Word clouds is a grouping of words that are displayed in various sizes: the larger and bolder the term, the more frequently it appears in a document and the more important it is. Text clouds include data visualization, text data, font colors, word frequency analysis, and specific word graphics. These are ideal techniques to extract the most relevant sections of textual material, from blog posts to databases, and are also known as tag clouds or text clouds.
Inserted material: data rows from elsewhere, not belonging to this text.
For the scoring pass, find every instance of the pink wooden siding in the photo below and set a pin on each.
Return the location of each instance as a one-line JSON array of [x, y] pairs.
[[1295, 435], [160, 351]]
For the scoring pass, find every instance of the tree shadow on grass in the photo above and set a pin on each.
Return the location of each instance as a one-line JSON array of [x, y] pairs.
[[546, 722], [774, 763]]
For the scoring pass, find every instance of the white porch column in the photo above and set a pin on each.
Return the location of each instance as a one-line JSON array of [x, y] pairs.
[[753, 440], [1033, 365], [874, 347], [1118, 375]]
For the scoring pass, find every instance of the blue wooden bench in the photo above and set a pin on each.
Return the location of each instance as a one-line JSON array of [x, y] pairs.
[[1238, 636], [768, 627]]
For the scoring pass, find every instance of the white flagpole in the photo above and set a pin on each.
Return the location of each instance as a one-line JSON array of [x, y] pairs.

They can also assist business users in comparing and contrasting two separate pieces of text in order to identify phrasing similarities.
The word cloud above shows some of the most frequent words in the dataset for all spam SMS. From the figure below, we can find some of the most frequent words, and we will analyze some of the frequent words to find out why they occur frequently.
“Free”: This word is often used to entice people to open the message, as they suggest that the recipient has won something or that there is a special offer available. “Mobile” or “Call” : These words are often used to encourage recipients to contact the sender by phone, as it allows the spammer to reach the recipient more directly. “Collect” or “Send” : These words are often used to direct the recipient to take a specific action, such as collecting a prize or sending personal information. “SMS” or “txt” : These words are used to suggest that the message is being sent via text message, which is a common method of communication. “Guaranteed” : This word is used to alleviate any concerns the recipient may have about the offer, and to make it seem more legitimate. “Tone” or “Urgent” : These words are used to create a sense of urgency and to make the message seem more important. “Chance to win” or “New” : These words are used to create excitement and to make the offer seem more attractive. “Please call” or “Stop” : These words are often used to create a sense of urgency and to encourage the recipient to take immediate action.